Akidah  

SEBATAS MANAKAH ALLAH BISA MELIHAT DAN MENDENGAR?

Sebagai-mana sudah maklum, bahwa Allah Swt. Wajib mempunyai sifat sama’ dan bashar, tak masuk akal jika Allah tidak bisa melihat dan mendengar. Yang mana ke-duanya merupakan sifat yang ada (melekat) pada Dzat Allah. Keduanya selalu di sebut dengan bergandengan dan dari segi takrif-pun identik, tidak seperti sifat-sifat yang lain? Misalnya wujud dan qidam, sifat ini tidak di sebut dengan cara bersamaan, dak dari sisi definisipun juga sangat berbeda. Faktornya karena tujuan kedua sifat tersebut (sama’ dan bashar) sebagai simbol berbeda dengan sifat yang lain, bukan untuk membeda-bedakan antara yang satunya (sama’) pada yang lain (basar) atau sebaliknya. Karena itu tak akan terjadi.
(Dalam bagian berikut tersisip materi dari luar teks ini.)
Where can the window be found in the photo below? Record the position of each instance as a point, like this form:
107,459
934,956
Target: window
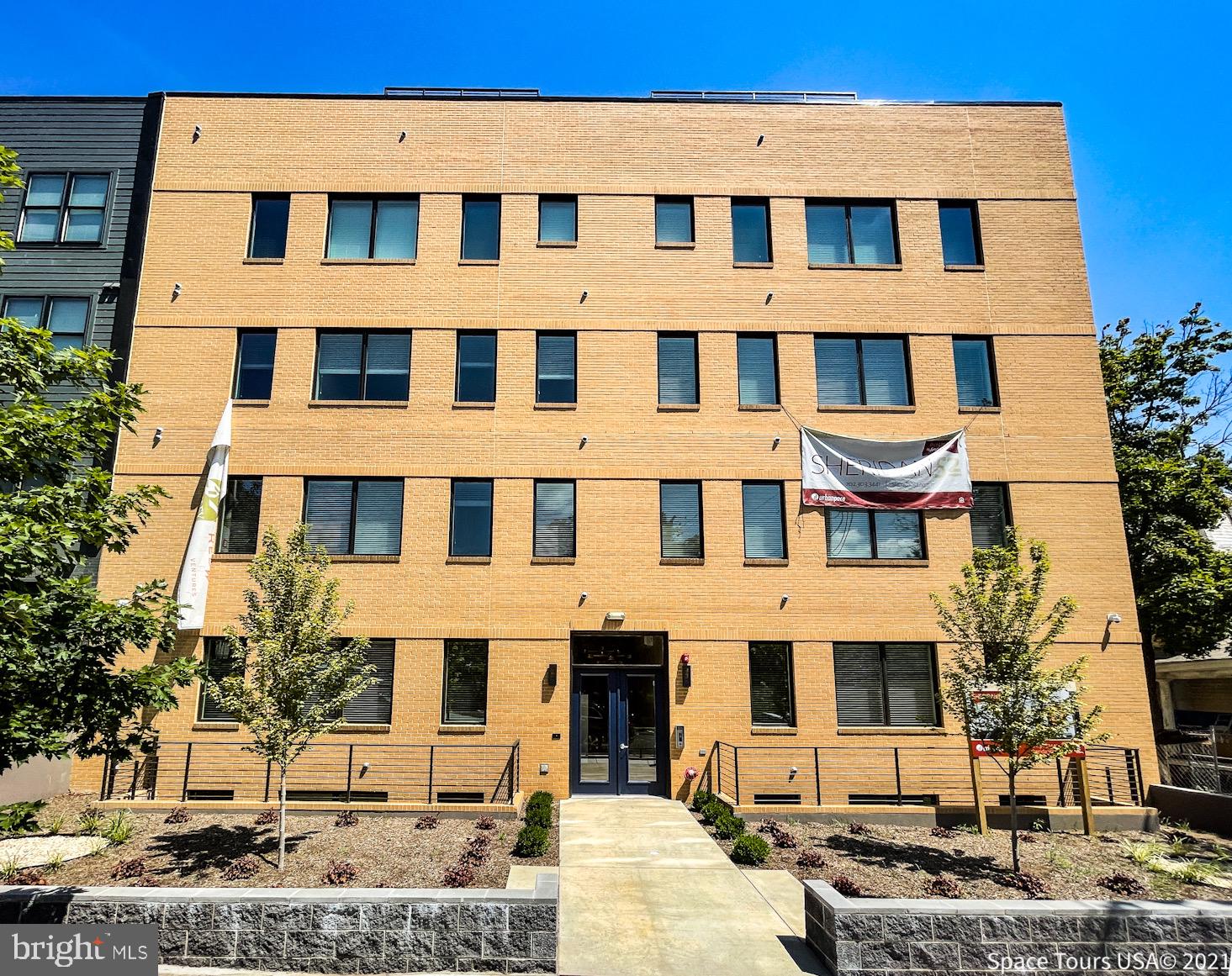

Terkadang banyak kejanggalan-kejanggalan, ada banyak pertanyaan-pertanyaan yang terlintas dalam benak hati kita, misalnya dari sisi sifat bashar ‘apakah Allah bisa melihat terhadap semua suara, dan apakah mungkin suara bisa untuk dilihat, wong tak ada bentuknya’? dan dari sisi sifat sama’ ‘apakah Allah bisa mendengar terhadap semua benda, sedangkan benda tidak bersuara.? seharusnya benda itu bisa dilihat bukan didengar’ statemen sebagian orang.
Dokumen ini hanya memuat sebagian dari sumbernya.